Downstream benchmarks

Cancer driver gene classification

Mar 26 meeting

The model classifies mutations as pathogenic or benign by predicting P(reference | mutation) — the probability of the reference genome given the mutated sequence.

Method Accuracy Notes
Zero-shot (LLaDA2-mini) Significant separation between benign/pathogenic groups No human genome training data
+ DPO post-training ~80% DPO-type reinforcement learning

This is a positive result: the model learned enough about evolutionary constraints from non-human training data to distinguish pathogenic from benign mutations in human cancer drivers.

Anti-bacterial peptide generation

Mar 26 meeting

Method Performance Notes
SFT (LLaDA2-mini) Below ESM zero-shot Insufficient for generative tasks
ESM (zero-shot) Better than SFT Strong protein-level baseline

Conclusion: RL with an external validator as reward function (PPO) is needed for tasks with limited training data. SFT alone is insufficient when the model hasn't seen the target domain during pre-training.

DMS (deep mutational scanning) correlation

Apr 9 meeting

Evaluating correlation between model-predicted likelihoods and experimental DMS fitness measurements.

Likelihood schema Performance Notes
P(mutation | reference) Low across all models including Evo 2 7B Original approach
P(reference | mutation) Significantly improved Potentially second among tested models

Key finding: The likelihood direction matters. Predicting the probability of the wild-type sequence given a mutation (rather than the reverse) is a better proxy for fitness effects.

Complication: DMS experiments measure amino acid substitution effects, but the model predicts nucleotide-level changes. The codon table means single amino acid changes require 1–3 nucleotide mutations, and the model is trained to predict immediate next-step changes, not multi-step substitutions.

Drug resistance

Added to the benchmark suite (Apr 2 meeting). Results pending.

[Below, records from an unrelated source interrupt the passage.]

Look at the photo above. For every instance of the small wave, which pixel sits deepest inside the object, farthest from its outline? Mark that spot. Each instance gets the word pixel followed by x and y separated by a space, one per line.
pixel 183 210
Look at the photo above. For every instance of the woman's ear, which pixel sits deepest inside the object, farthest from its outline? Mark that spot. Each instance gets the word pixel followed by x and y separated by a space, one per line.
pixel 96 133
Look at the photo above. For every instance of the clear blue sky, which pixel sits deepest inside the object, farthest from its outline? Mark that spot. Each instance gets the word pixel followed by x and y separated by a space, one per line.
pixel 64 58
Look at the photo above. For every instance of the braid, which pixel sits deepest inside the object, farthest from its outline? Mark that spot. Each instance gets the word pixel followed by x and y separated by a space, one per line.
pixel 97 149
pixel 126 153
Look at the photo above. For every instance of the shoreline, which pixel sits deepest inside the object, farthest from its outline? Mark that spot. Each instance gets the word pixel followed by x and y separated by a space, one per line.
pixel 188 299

Nucleotide frequency correlation

Apr 9 meeting — current top priority

Status: Failing. The model does not currently correlate with nucleotide frequencies in multiple sequence alignments. This is the most consequential finding to date.

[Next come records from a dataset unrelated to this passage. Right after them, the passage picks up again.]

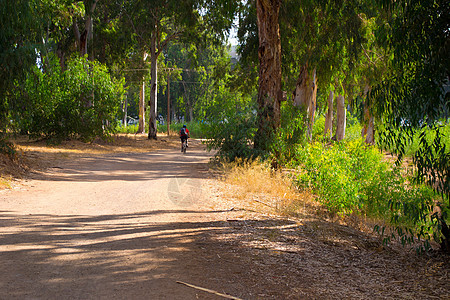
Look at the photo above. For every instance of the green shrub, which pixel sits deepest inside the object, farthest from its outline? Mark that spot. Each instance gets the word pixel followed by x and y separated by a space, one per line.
pixel 350 177
pixel 290 135
pixel 232 136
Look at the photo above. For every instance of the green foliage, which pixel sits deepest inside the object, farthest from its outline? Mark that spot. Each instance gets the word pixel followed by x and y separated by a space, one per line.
pixel 290 135
pixel 232 136
pixel 352 178
pixel 81 102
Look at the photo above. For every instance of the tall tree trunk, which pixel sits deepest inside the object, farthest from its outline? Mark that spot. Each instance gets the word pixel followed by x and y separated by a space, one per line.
pixel 83 37
pixel 125 110
pixel 368 130
pixel 141 128
pixel 341 118
pixel 152 129
pixel 305 94
pixel 328 131
pixel 269 53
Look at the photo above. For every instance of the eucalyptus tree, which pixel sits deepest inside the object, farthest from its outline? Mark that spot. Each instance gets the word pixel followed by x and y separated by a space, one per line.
pixel 269 82
pixel 414 97
pixel 157 23
pixel 20 36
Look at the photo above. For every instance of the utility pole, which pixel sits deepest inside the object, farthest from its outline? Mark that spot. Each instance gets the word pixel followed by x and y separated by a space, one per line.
pixel 168 105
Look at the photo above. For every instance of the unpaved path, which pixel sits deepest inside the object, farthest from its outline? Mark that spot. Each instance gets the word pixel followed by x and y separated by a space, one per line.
pixel 118 226
pixel 132 225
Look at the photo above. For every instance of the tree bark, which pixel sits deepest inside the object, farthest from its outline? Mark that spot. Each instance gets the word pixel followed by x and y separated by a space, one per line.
pixel 152 128
pixel 368 130
pixel 328 131
pixel 141 128
pixel 341 118
pixel 305 94
pixel 86 35
pixel 125 110
pixel 269 53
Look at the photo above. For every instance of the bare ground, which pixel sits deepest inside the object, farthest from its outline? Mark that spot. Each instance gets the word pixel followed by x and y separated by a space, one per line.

Why this matters: A model trained on evolutionary trajectories should, at minimum, assign higher probability to commonly observed mutations at each site. If Evo 2's advantage on DMS tasks comes from capturing site-specific nucleotide frequencies (which Pegasus currently lacks), then DMS performance improvements are premature.

Immediate actions:

  • Rayan: reconstruct MSA nucleotide frequencies for bac120 markers
  • Trevor: write up CTMC math connecting equilibrium frequencies to model inference
  • Team: evaluate zero-shot model correlation with reconstructed frequencies

This is the baseline capability to establish before returning to DMS or other downstream benchmarks.

Training metrics

LLaDA2-mini training run (3 epochs, 50,625 steps):

Metric Start 10,000 steps End (50,625 steps)
Loss 0.950 0.019 0.010
Grad norm 7.12 0.10 0.20
Learning rate 8.69e-9 ~5e-6 2.81e-6

One epoch over all current data takes ~100 hours. Standard practice for large autoregressive models is to avoid more than one epoch to prevent memorization.

Open evaluation questions

  • Diffusion vs autoregressive: Head-to-head comparison using synthetic lattice protein data to isolate architectural effects. Not yet started (proposed Mar 26).
  • Nucleotide frequency baseline: Must establish before other benchmarks are meaningful (Apr 9).
  • Unified benchmark suite: Compiling all existing test splits into a standardized evolutionary trajectory benchmark (Zehui + Rayan, ongoing).

Available metrics

The pegasus-evals toolkit implements:

Sequence-level: Hamming distance, edit distance (Levenshtein), identity percent, alignment score, length difference

Biology-aware: BLOSUM62, PAM250, GC content difference, hydrophobicity difference (Kyte-Doolittle), charge difference

See the Data Formats reference for how predictions are encoded and compared.